Megatron-LM#

Megatron-LM is NVIDIA’s framework for training and fine-tuning large transformer models with tensor, pipeline, and expert parallelism. Megatron Bridge sits on top of Megatron-LM and provides a recipe-based interface — instead of passing dozens of CLI flags, you write a short Python recipe that returns a config object. Recipes can load HuggingFace pretrained weights directly via the hf_path parameter, so you can start from any checkpoint without manual conversion.

In this note, we demonstrate how to use Megatron Bridge to load HuggingFace pretrained weights and train with Megatron-LM. The examples use the scripts in src/megatron.

How to Use Megatron Bridge#

The container image is built with Docker and exported as an enroot squashfs (.sqsh) file. Enroot is a lightweight container runtime designed for HPC — it converts Docker images into unprivileged sandboxes that integrate with SLURM via the pyxis plugin. When srun.sh runs, it passes --container-image and --container-mounts to srun, and pyxis handles importing the .sqsh and launching each task inside the container.

# Build Docker image and export to enroot sqsh
make build

# This produces megatron-lm+latest.sqsh in the current directory.
# srun.sh picks it up via the SQSH env var (default: ./megatron-lm+latest.sqsh).
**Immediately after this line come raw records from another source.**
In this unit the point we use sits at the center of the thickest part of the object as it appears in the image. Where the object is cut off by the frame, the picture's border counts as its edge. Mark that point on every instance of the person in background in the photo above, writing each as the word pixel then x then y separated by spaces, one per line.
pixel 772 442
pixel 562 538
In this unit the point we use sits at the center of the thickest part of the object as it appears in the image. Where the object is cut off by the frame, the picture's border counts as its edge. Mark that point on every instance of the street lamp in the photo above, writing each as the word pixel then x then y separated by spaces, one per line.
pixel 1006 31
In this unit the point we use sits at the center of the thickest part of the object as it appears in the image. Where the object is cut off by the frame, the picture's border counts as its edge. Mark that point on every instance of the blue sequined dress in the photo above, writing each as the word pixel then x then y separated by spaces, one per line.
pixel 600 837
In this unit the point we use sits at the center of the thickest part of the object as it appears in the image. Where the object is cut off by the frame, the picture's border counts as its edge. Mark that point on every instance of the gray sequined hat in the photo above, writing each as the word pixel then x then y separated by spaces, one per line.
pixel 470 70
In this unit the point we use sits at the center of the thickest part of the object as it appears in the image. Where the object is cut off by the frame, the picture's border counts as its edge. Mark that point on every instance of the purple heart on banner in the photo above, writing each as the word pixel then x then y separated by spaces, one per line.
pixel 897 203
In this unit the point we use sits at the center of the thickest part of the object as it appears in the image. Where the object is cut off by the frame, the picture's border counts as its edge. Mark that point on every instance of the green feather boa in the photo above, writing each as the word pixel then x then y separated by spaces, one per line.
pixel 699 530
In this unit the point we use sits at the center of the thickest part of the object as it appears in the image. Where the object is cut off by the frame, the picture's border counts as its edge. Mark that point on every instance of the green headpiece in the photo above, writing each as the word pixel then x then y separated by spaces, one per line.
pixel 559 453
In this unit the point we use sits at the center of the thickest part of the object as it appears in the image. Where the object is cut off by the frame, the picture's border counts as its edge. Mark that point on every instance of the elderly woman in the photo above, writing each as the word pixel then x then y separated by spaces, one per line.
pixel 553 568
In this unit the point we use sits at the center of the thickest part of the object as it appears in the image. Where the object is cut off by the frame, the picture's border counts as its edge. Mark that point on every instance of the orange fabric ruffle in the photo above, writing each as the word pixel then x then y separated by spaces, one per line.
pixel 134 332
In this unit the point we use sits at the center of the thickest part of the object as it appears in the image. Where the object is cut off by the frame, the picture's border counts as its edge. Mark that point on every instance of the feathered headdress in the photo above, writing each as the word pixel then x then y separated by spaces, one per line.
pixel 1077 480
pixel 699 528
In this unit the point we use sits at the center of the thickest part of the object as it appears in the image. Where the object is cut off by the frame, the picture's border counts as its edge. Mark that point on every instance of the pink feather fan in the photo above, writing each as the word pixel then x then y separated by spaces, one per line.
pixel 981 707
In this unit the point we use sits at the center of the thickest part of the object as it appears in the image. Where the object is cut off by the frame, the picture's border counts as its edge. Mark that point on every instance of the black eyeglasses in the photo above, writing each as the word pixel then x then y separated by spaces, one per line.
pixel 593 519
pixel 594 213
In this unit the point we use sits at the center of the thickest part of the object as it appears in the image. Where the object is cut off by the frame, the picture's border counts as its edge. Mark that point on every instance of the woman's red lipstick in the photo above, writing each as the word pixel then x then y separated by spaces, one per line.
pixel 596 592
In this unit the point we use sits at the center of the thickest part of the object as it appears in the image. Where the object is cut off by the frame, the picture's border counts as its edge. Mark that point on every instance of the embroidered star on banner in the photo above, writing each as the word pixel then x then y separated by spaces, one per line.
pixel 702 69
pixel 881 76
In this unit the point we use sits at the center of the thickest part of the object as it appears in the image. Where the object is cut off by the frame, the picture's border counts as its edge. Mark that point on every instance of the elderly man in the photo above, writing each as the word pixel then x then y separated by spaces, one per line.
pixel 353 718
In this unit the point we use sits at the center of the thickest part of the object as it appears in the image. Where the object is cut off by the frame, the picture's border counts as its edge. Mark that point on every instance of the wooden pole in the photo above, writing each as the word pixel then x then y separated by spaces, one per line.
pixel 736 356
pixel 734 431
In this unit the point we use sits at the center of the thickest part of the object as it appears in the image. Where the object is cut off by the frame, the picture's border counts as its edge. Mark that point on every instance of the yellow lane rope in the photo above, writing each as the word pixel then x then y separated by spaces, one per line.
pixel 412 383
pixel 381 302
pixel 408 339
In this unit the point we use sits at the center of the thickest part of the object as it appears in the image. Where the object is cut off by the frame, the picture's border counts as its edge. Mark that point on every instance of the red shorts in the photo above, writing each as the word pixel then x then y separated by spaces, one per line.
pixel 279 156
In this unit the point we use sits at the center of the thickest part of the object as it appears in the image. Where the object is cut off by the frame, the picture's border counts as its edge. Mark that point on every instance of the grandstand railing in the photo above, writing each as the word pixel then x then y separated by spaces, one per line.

You can override the image path and container mounts with environment variables:

Variable

Default

Description

SQSH

./megatron-lm+latest.sqsh

Path to enroot image

MOUNT

.:/workspace/megatron,/fsx:/fsx

Container mounts

GPUS_PER_NODE

8

GPUs per node

A recipe is a Python file that calls a Megatron Bridge config function and returns a ConfigContainer. For example, deepseek_v2_lite_pretrain.py:

from megatron.bridge.recipes.deepseek.deepseek_v2 import (
    deepseek_v2_lite_pretrain_config,
)


def configure(hf_path=None, moe_token_dispatcher_type=None):
    cfg = deepseek_v2_lite_pretrain_config(
        **({"hf_path": hf_path} if hf_path else {}),
        tensor_model_parallel_size=8,
        pipeline_model_parallel_size=1,
        expert_model_parallel_size=2,
        sequence_parallel=True,
        seq_length=4096,
        train_iters=500,
        global_batch_size=64,
        micro_batch_size=1,
        eval_interval=100,
        lr_warmup_iters=50,
        save_interval=0,
    )
    cfg.model.moe_permute_fusion = False
    if moe_token_dispatcher_type == "deepep":
        cfg.model.moe_token_dispatcher_type = "flex"
        cfg.model.moe_flex_dispatcher_backend = "deepep"
        cfg.model.moe_enable_deepep = True
        cfg.model.moe_shared_expert_overlap = False
    return cfg

Launch a pretrain job with srun.sh, which wraps srun + pyxis to run inside the enroot container:

# 2-node DeepSeek V2 Lite pretrain
salloc -N 2
./srun.sh recipes/deepseek_v2_lite_pretrain.py \
    hf_path=/fsx/models/deepseek-ai/DeepSeek-V2-Lite

# Override config with Hydra-style args
./srun.sh recipes/deepseek_v2_lite_pretrain.py \
    train.train_iters=1000

The entrypoint.py loads the recipe, applies CLI overrides, and calls pretrain(). The srun.sh script sets up EFA environment variables (FI_PROVIDER=efa, NCCL_NET_PLUGIN, etc.) and maps SLURM_PROCID / SLURM_LOCALID to RANK / LOCAL_RANK so that Megatron’s distributed init works without torchrun.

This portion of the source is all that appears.